Иисус действительно называл фарисеев «обеленными гробами». Но он был (как и Роджер Эберт в совсем другом контексте) квалифицированным специалистом. Он был без греха. Он имел полное право бросить этот словесный камень. Он был Богом. Я не квалифицирован. Это не означает, что мы должны игнорировать корыстные интересы (когда ирландская индустрия напитков начинает кампанию против запрета рекламы алкоголя в спорте, вполне законно поднять бровь). Но, повторяю, мы не можем знать о личных мотивах, мы не можем читать мысли или заглядывать в сердца. Так что мне снова приходится расставаться с Элизабет, когда она набрасывает следующий сценарий:
Вы христианин, который действительно заинтересован в развитии «культуры жизни». Вы заметили, что кто-то утверждает, что мы должны пристыдить бедных детей, чтобы уменьшить участие в социальной помощи. Утверждать, что это не уменьшит участие в социальном обеспечении, - это один из способов, и вы делаете это, но есть и еще кое-что, против чего вы хотите возразить: идея о том, что быть человеком, который стыдит бедных детей, приемлемо.

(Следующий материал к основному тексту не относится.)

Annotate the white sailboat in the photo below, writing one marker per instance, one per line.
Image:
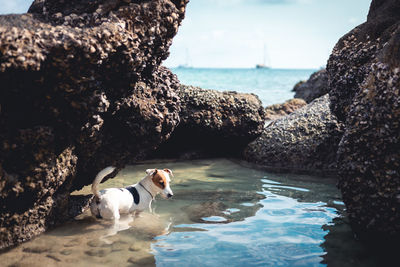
(186, 65)
(264, 65)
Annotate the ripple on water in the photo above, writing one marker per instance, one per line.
(221, 213)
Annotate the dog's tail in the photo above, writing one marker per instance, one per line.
(99, 177)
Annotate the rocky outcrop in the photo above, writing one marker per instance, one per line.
(81, 88)
(364, 73)
(277, 111)
(214, 123)
(304, 141)
(314, 87)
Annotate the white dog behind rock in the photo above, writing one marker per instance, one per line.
(111, 202)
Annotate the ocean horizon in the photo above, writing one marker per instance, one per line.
(273, 86)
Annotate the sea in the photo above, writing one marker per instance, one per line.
(272, 86)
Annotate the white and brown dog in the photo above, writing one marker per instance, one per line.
(111, 202)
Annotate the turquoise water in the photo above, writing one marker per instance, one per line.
(222, 213)
(271, 85)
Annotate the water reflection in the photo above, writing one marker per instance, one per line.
(221, 213)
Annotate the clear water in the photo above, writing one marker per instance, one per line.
(271, 85)
(222, 213)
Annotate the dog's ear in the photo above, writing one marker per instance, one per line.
(169, 171)
(151, 171)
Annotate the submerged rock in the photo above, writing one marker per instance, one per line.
(277, 111)
(316, 86)
(81, 89)
(364, 73)
(214, 123)
(306, 140)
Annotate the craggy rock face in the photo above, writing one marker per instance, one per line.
(214, 123)
(364, 72)
(314, 87)
(304, 141)
(277, 111)
(81, 89)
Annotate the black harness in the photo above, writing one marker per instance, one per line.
(135, 194)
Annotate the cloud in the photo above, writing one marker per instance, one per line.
(16, 6)
(247, 2)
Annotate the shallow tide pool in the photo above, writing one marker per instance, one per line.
(222, 213)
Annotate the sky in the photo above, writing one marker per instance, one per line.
(241, 33)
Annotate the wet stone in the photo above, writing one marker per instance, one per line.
(66, 252)
(135, 247)
(97, 243)
(142, 261)
(54, 257)
(72, 243)
(36, 249)
(98, 252)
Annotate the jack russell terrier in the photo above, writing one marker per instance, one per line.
(111, 202)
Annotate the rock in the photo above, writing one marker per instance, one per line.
(277, 111)
(102, 252)
(214, 123)
(37, 249)
(81, 89)
(316, 86)
(364, 71)
(306, 140)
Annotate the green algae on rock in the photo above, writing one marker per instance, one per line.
(303, 141)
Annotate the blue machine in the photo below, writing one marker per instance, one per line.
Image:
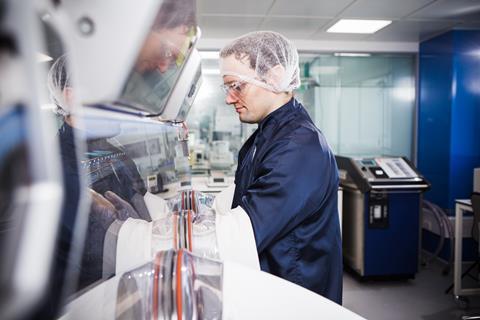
(381, 215)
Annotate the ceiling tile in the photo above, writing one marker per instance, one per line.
(323, 35)
(411, 30)
(227, 27)
(252, 7)
(383, 9)
(313, 8)
(298, 28)
(460, 10)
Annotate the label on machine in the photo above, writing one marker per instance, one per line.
(396, 168)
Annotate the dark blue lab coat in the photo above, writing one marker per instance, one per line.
(287, 182)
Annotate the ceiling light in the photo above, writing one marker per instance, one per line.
(351, 54)
(43, 57)
(358, 26)
(209, 55)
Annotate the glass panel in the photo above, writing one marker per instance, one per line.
(364, 105)
(216, 134)
(122, 154)
(162, 57)
(15, 176)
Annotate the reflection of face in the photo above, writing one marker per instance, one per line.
(161, 49)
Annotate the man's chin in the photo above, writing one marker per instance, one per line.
(245, 120)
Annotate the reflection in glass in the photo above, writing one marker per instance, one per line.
(162, 57)
(177, 284)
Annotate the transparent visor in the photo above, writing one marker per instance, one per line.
(175, 285)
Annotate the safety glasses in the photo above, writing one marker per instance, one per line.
(235, 88)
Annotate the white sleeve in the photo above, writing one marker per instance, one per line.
(235, 238)
(133, 245)
(223, 201)
(157, 207)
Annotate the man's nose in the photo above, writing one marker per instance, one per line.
(230, 98)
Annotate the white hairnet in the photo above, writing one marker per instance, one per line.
(58, 80)
(264, 58)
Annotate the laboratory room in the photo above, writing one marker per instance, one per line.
(255, 159)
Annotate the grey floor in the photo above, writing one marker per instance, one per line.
(420, 298)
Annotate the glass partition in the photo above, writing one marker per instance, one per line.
(364, 105)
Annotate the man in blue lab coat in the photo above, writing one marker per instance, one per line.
(287, 178)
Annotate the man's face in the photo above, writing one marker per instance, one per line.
(161, 49)
(252, 103)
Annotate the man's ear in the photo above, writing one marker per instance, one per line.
(68, 96)
(276, 75)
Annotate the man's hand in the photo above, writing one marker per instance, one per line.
(123, 208)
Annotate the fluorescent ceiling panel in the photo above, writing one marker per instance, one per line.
(358, 26)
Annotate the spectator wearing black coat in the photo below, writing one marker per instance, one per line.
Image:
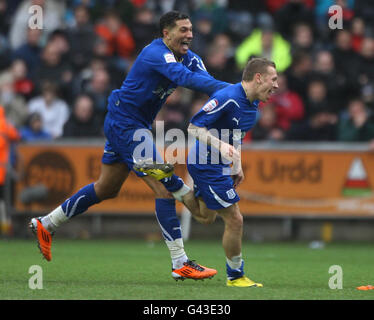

Таким образом, вы даете собеседнику, предлагающему эту идею, понять, что он хулиган, набрасывающийся на людей, которые не присутствуют, чтобы защитить себя, и что распространение таких персонажей, как он, в политике является раковой опухолью для общества и противоречит построению подлинной культуры жизни.
Но мы не знаем, хулиган он или нет! Вот в чем дело! Но - но - даже если бы мы знали наверняка, что это он, все равно нельзя было бы даже отдаленно называть его раком. Мне просто интересно, как бы Элизабет отреагировала, если бы ей сказали, что распространение «подобных ей персонажей» в общественной жизни - это рак? Скажем, воображаемый правый призывает к «государственникам, создающим зависимость», которые держат бедняков в ловушке нищеты своим мягким фанатизмом заниженных ожиданий? (Чтобы внести ясность, я согласен с Элизабет по подавляющему большинству экономических и распределительных вопросов). Что, если этот человек считает, что распространение таких персонажей, как она, в политике - это рак? Не думаю, что ей бы это вообще понравилось. И она была бы права, потому что люди не раки. Никогда не. Действия могут быть раком. Конкретные аргументы могут быть раковыми. Люди могут со временем деформироваться и ориентироваться на зло. Но они никогда не становятся раковыми. Они все еще сами по себе дети Божьи, люди с неотъемлемым достоинством. Никто, будь то самый бедный из бедных или жадный менеджер хедж-фонда, не является раком, и называть их таковыми неправильно. И не только неправильно, но и ненужно. Никакая язвительная критика, никакое пророческое обличение не теряет своей силы, потому что порицает действия, а не людей. «Ты делаешь ужасные вещи» звучит не менее убедительно, чем «ты ужасный человек», но гораздо честнее. Мартину Лютеру Кингу не пришлось отказываться от чего-либо стоящего, когда он осудил сегрегацию, надеясь и молясь, чтобы ее сторонники изменились, а не исчезли (рак не исправляется - он разрушает или уничтожается). И если он смог одержать свою великую победу, никого не осуждая, то почему мы должны соглашаться на меньшее? В заключение: я считаю Элизабет Стокер Брюниг блестящим писателем и острым, как бритва, по-настоящему оригинальным мыслителем. Во всех своих взаимодействиях со мной она всегда была чрезвычайно любезна - обсуждать и спорить с ней всегда приятно. Она сделала выводы о вежливости, которые и правильны, и важны. Но насчет вежливости как милосердия, вежливости как отказа судить, она катастрофически ошибается.